Let $\lambda (= 16q - 128q^2 + 704q^3 - \cdots)$ be the elliptic Lambda function.
$j = \frac{256*(1 - \lambda + \lambda ^2)^3}{\lambda ^2 * (1 - \lambda)^2}$.
I calculated the following.
$j = \frac{256*(1 - 16q + 384q^2 - \cdots)^3}{(16q - 128q^2 + 704q^3 - \cdots)^2 * (1 - 16q + 128q^2 - 704q^3 - \cdots)^2} = \frac{1}{q^2} * \frac{(1 - 16q + 384q^2 - \cdots)^3}{(1 - 8q + 44q^2 - \cdots)^2 * (1 - 16q + 128q^2 - 704q^3 - \cdots)^2}$
$= \frac{1}{q^2} - 744 + 196884q^2 + 21493760q^4 + \cdots$.
$j = \frac{1}{q} - 744 + 196884q + 21493760q^2 + \cdots$, so I make a mistake.

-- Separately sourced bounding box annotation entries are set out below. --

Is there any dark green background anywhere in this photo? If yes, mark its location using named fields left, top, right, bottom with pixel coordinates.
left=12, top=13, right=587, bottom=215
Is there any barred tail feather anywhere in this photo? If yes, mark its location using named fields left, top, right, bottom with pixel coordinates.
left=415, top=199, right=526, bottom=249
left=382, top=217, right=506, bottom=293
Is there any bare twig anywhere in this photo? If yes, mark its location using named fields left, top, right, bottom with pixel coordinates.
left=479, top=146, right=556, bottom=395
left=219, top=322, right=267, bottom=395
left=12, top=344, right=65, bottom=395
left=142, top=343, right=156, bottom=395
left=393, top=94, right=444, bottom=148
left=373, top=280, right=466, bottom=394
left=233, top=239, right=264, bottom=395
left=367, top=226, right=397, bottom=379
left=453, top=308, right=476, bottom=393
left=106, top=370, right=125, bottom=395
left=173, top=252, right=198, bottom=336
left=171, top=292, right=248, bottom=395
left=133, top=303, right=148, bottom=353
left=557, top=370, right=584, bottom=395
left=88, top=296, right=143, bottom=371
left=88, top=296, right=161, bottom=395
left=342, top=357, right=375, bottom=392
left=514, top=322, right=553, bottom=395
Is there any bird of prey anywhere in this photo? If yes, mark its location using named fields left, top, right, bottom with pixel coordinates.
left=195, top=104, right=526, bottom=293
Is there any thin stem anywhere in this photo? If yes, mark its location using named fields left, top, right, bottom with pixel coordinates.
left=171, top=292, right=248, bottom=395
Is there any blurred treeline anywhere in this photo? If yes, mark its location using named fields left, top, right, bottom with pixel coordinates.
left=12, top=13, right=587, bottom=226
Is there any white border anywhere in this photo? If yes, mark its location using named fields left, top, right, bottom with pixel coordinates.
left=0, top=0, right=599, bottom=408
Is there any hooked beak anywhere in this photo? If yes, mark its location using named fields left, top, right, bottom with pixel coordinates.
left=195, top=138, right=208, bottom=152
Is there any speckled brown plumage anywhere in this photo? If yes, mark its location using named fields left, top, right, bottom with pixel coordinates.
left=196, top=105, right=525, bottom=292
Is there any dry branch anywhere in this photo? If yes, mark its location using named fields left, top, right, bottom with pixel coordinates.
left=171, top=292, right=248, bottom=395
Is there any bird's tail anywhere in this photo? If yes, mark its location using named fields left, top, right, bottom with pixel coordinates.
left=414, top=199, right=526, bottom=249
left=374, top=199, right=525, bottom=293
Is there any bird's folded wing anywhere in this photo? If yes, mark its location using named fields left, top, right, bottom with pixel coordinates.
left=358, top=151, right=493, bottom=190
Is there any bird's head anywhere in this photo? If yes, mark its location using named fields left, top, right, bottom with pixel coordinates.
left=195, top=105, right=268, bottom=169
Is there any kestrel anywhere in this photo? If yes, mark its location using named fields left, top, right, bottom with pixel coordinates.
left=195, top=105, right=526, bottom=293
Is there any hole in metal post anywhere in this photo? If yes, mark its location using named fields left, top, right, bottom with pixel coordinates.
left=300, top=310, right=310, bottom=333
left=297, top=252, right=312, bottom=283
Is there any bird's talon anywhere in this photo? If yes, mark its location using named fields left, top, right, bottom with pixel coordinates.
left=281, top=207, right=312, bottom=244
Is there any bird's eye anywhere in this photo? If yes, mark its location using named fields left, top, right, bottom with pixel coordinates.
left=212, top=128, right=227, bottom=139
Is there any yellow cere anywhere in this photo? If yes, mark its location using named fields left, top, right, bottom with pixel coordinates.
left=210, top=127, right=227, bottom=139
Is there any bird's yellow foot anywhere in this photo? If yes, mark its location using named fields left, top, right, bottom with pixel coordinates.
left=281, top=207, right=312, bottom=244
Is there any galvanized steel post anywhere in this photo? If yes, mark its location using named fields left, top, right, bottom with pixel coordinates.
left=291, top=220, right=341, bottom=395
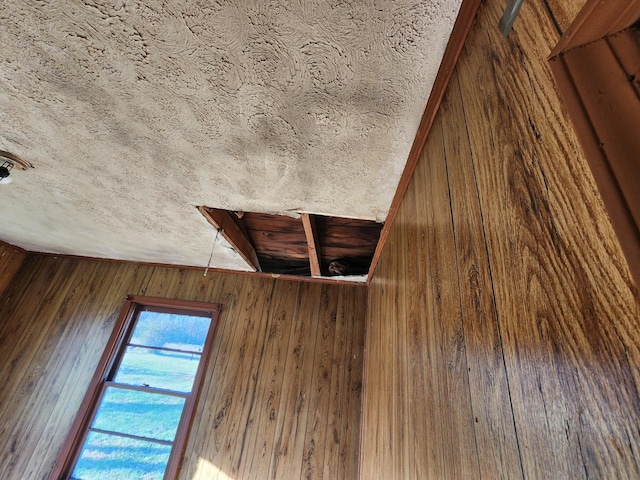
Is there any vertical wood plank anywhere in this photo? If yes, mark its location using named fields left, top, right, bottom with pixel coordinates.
left=442, top=72, right=523, bottom=478
left=0, top=242, right=27, bottom=299
left=0, top=255, right=365, bottom=480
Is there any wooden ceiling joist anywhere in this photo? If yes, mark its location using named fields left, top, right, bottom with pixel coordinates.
left=302, top=213, right=322, bottom=277
left=198, top=206, right=262, bottom=272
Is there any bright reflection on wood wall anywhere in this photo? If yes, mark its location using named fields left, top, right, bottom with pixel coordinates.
left=193, top=457, right=233, bottom=480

Where is wrong?
Let $\tau$ be in the upper half-plane. Some authors use $q$ to denote $\exp(2\pi i\tau)$. Others write $q$ for $\exp(\pi i\tau)$. This means that to translate between them, you sometimes have to replace $q$ by $q^2$ and vice versa.